Josiah Carlson wrote:
Ron Adam <rrr@ronadam.com> wrote:
The dictionary fromkeys method seems out of place as well as miss-named. IMHO
It is perfectly named (IMNSHO ;), create a dictionary from the keys provided; dict.fromkeys() .
That's ok, I won't hold it against you. ;-) What about it's being out of place? Is this case like 'sorted' vs 'sort' for lists? I'm ok with leaving it names as is if that's a real problem. Another name for the mutate with keys method can be found. That may reduce possible confusion as well.
There are enough correct uses of it in the wild to keep the behavior, but it can be done in a better way.
I wasn't terribly convinced by your later arguments, so I'm -1.
Yes, I'm not the most influential writer. I'm not sure I can convince you it's better if you already think it's not. That has more to do with your personal preference. So lets look at how much it's actually needed in the current (and correct) form. (These are rough estimates, I can try to come up with more accurate statistics if that is desired.) Doing a search on google code turns up 300 hits for "lang:python \.fromkeys\(". Looking at a sample of those, it looks like about 80% use it as a set() constructor to remove duplicates. (For compatibility reason with python 2.3 code, or for pytohn 2.3 and earlier code.) Is there a way to narrow this down to python 2.4 and later? (anyone?) A bit more sampling, it looks like about 8 of 10 of those remaining 20% can be easily converted to the following form without any trouble. d = dict() d.set_keys(keys, v=value) That would leave about 12 cases (YMV) that need the inline functionality.

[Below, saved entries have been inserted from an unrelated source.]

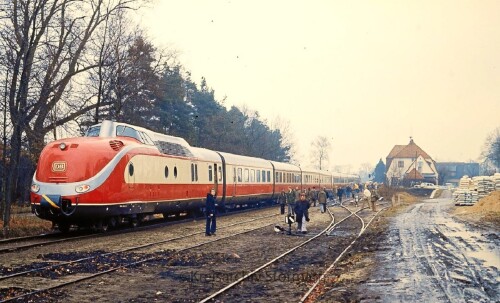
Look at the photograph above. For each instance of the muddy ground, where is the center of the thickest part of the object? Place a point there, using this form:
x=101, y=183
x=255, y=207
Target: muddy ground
x=415, y=252
x=422, y=253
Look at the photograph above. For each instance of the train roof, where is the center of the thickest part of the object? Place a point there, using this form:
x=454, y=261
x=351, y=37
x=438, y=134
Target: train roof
x=245, y=160
x=205, y=154
x=285, y=166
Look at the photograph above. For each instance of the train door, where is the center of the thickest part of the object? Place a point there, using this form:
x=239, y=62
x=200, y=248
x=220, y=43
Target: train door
x=130, y=175
x=216, y=179
x=234, y=182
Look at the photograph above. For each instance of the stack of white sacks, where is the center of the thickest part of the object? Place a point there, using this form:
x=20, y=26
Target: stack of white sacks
x=496, y=179
x=471, y=190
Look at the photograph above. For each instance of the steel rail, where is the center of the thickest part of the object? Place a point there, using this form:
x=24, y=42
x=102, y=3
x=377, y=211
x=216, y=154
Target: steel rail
x=94, y=234
x=231, y=285
x=140, y=261
x=125, y=249
x=316, y=283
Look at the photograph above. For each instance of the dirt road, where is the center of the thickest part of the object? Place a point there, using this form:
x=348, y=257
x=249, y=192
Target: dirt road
x=428, y=256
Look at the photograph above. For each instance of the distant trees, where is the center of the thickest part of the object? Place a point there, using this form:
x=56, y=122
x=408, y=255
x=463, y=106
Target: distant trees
x=491, y=152
x=67, y=63
x=46, y=49
x=321, y=147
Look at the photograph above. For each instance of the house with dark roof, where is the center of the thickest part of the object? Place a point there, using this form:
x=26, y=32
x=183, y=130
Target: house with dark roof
x=410, y=164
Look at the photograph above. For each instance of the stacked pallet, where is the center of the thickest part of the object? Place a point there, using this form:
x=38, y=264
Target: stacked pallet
x=496, y=180
x=463, y=197
x=472, y=190
x=465, y=182
x=484, y=185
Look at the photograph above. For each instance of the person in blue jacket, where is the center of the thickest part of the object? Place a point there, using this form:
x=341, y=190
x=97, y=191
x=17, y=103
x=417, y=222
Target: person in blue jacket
x=211, y=213
x=340, y=193
x=302, y=213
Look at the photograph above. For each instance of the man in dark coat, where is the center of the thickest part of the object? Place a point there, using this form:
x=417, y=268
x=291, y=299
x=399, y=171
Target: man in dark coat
x=322, y=196
x=302, y=213
x=282, y=201
x=211, y=213
x=340, y=193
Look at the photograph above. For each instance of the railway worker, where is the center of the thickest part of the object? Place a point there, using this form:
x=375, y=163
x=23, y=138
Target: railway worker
x=290, y=200
x=302, y=213
x=368, y=196
x=297, y=194
x=322, y=197
x=282, y=201
x=210, y=209
x=314, y=196
x=348, y=192
x=340, y=193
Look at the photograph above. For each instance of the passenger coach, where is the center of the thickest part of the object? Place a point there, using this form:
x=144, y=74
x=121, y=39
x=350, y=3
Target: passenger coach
x=119, y=172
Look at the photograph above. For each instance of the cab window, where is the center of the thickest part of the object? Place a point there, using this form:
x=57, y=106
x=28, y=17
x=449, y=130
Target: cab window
x=125, y=131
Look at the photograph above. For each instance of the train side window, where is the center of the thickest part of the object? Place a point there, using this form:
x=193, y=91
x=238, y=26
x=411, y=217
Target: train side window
x=147, y=140
x=245, y=175
x=131, y=169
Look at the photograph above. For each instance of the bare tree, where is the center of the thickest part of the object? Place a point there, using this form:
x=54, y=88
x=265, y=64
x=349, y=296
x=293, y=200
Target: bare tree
x=46, y=45
x=320, y=151
x=491, y=150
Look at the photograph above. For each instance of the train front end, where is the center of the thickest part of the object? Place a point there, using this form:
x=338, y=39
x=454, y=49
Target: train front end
x=70, y=173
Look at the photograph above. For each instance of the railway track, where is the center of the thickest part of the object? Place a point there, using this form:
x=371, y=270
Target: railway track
x=281, y=265
x=117, y=255
x=23, y=243
x=332, y=265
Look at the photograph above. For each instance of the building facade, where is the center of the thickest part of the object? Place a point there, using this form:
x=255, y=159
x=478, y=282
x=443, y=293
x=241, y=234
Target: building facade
x=409, y=164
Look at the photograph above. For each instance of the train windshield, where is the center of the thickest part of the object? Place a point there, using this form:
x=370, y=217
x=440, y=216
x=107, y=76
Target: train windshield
x=93, y=131
x=125, y=131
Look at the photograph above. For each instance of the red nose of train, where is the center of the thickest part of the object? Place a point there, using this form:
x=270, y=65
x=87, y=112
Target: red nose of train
x=75, y=159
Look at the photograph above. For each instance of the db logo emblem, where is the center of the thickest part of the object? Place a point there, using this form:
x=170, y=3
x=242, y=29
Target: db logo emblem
x=58, y=166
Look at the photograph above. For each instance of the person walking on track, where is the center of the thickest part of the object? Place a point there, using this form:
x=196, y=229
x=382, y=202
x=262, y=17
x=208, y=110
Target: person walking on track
x=210, y=210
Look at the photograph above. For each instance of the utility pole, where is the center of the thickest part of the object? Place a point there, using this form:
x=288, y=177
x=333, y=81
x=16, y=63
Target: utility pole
x=4, y=161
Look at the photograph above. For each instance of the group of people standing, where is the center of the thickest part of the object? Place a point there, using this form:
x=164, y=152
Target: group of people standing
x=297, y=201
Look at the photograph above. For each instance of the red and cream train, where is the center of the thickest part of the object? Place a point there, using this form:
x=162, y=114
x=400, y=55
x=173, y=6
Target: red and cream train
x=119, y=171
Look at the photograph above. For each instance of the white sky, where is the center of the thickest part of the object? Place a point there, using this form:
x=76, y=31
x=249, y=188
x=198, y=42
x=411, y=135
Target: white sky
x=366, y=74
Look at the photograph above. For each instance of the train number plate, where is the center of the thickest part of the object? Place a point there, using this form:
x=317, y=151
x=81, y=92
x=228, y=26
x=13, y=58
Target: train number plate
x=59, y=166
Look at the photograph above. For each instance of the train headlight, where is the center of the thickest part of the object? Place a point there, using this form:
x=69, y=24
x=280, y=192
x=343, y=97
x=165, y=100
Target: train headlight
x=82, y=188
x=35, y=188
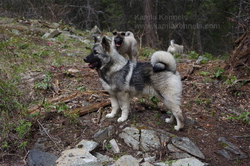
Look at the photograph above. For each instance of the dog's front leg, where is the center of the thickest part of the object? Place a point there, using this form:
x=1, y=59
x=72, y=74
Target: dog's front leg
x=114, y=105
x=124, y=103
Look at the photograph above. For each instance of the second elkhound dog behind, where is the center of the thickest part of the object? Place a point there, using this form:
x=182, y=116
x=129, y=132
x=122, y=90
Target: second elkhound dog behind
x=124, y=79
x=125, y=44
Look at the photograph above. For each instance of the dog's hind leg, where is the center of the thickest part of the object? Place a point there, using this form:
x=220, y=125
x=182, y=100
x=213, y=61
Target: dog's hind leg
x=114, y=105
x=124, y=102
x=176, y=113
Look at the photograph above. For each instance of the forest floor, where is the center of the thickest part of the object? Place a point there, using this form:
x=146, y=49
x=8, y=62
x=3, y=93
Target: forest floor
x=215, y=104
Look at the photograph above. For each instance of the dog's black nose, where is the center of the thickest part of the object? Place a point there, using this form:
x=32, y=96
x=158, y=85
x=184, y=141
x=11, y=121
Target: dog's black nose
x=85, y=59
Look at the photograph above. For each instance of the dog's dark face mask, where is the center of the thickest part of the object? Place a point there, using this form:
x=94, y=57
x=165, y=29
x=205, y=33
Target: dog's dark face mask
x=98, y=57
x=119, y=38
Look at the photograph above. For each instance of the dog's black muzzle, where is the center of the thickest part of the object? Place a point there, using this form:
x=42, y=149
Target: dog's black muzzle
x=118, y=41
x=94, y=61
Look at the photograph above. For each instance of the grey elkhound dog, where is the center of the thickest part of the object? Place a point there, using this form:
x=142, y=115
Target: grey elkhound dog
x=124, y=79
x=125, y=44
x=175, y=48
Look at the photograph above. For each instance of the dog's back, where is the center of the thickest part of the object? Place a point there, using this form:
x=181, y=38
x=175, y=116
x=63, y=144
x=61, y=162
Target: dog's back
x=175, y=48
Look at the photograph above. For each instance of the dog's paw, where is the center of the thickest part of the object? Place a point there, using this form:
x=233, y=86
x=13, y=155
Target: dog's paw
x=121, y=119
x=169, y=120
x=177, y=128
x=110, y=115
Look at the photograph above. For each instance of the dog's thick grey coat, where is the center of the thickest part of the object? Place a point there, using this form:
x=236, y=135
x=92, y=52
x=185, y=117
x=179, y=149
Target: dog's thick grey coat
x=128, y=45
x=124, y=79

For those a simple function can do it. def dict_from_keys(keys, v=value): d = dict() d.set_keys(keys, v) return d Is 12 cases out of about 315,000 python files a big enough need to keep the current behavior? 315,000 is the number returned from google code for all python files, 'lang:python'. (I'm sure there are some duplicates) Is this more convincing. ;-) (If anyone can come up with better numbers, that would be cool.)
I think this reads better and can be used in a wider variety of situations.

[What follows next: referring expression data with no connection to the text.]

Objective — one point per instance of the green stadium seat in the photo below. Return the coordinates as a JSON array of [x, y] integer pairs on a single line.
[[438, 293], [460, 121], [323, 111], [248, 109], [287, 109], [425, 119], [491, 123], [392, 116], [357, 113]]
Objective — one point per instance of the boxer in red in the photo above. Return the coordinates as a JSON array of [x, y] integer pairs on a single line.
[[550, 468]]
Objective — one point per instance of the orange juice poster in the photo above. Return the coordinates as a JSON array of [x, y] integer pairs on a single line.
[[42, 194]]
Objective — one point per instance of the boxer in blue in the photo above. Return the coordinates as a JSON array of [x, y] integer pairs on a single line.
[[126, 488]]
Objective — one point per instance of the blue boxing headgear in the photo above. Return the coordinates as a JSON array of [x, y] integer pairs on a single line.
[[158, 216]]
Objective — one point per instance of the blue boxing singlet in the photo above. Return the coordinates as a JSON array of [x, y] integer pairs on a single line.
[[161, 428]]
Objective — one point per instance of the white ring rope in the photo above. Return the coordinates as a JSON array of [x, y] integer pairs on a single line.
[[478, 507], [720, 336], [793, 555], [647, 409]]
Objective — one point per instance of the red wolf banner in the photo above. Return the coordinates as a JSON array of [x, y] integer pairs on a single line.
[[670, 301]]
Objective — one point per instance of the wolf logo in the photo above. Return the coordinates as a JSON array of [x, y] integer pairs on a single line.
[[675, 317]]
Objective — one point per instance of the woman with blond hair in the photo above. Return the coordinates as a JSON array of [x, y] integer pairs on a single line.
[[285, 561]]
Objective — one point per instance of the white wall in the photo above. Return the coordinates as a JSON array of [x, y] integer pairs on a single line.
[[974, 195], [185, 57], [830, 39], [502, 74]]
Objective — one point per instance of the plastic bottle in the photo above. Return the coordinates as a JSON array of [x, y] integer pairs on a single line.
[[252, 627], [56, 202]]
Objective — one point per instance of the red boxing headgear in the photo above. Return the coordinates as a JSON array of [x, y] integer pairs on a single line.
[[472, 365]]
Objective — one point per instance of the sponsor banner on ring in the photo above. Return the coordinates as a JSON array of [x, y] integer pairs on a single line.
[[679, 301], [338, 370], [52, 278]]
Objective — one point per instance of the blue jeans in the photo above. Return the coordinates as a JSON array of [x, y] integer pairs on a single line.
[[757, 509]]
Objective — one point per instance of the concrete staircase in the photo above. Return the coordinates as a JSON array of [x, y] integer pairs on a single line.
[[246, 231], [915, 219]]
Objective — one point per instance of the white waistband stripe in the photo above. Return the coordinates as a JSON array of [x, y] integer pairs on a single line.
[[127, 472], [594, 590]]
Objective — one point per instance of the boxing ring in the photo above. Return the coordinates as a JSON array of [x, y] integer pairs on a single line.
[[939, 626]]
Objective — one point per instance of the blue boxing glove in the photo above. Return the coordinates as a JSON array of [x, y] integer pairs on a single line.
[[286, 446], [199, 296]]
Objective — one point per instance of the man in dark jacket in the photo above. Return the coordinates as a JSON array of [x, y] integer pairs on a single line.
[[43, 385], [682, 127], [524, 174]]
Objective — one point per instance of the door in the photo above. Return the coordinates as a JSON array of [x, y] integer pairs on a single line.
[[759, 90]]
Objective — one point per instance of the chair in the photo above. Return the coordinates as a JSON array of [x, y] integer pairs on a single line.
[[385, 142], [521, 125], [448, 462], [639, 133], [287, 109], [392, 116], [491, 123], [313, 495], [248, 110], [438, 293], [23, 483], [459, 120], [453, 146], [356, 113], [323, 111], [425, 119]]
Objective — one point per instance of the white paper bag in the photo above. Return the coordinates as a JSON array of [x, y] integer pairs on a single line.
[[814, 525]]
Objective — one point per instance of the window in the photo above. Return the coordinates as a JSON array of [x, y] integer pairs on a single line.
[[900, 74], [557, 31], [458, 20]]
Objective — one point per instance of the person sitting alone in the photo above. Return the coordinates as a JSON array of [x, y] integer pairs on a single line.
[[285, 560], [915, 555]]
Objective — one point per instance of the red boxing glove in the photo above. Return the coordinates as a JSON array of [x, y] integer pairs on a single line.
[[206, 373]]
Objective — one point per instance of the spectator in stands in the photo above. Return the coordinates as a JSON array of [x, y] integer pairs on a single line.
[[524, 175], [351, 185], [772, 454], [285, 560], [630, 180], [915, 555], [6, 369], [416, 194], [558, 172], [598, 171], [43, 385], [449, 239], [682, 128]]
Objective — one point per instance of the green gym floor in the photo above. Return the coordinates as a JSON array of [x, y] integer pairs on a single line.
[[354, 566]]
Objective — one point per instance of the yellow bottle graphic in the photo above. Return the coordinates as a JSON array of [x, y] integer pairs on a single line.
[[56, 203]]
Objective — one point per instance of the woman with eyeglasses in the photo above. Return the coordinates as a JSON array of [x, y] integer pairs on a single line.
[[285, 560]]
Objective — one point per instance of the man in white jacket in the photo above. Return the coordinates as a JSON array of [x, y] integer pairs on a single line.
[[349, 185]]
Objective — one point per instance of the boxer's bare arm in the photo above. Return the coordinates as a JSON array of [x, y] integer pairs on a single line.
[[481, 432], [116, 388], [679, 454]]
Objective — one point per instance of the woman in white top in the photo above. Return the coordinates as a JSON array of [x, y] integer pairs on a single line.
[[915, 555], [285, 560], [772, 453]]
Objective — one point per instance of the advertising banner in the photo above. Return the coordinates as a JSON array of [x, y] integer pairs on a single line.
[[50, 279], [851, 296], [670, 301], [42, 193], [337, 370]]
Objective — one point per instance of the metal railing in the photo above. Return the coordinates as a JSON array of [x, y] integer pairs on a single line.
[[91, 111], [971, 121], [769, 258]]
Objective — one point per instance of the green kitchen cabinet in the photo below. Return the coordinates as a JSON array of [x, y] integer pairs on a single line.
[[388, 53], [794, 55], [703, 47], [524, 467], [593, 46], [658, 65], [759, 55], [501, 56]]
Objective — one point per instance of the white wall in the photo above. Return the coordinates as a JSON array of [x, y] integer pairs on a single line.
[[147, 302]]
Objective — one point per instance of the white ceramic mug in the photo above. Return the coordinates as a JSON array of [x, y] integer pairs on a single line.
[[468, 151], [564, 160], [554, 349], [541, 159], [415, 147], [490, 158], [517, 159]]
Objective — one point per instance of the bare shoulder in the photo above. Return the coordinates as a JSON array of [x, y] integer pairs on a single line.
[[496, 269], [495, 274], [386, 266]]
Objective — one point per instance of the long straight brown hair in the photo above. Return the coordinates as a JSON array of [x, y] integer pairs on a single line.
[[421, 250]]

It could be useful for setting an existing dictionary to a default state.
# reset status of items. status.set_keys(status.keys(), v=0)
This can be done today:
Of course all of the examples I gave can be done today. But they nearly all require iterating in python in some form.
status.update((i, 0) for i in status.keys()) #or status.update(dict.fromkeys(status, 0))
The first example requires iterating over the keys. The second example works if you want to initialize all the keys. In which case, there is no reason to use the update method. dict.fromkeys(status, 0) is enough.
Or more likely, resetting a partial sub set of the keys to some initial state.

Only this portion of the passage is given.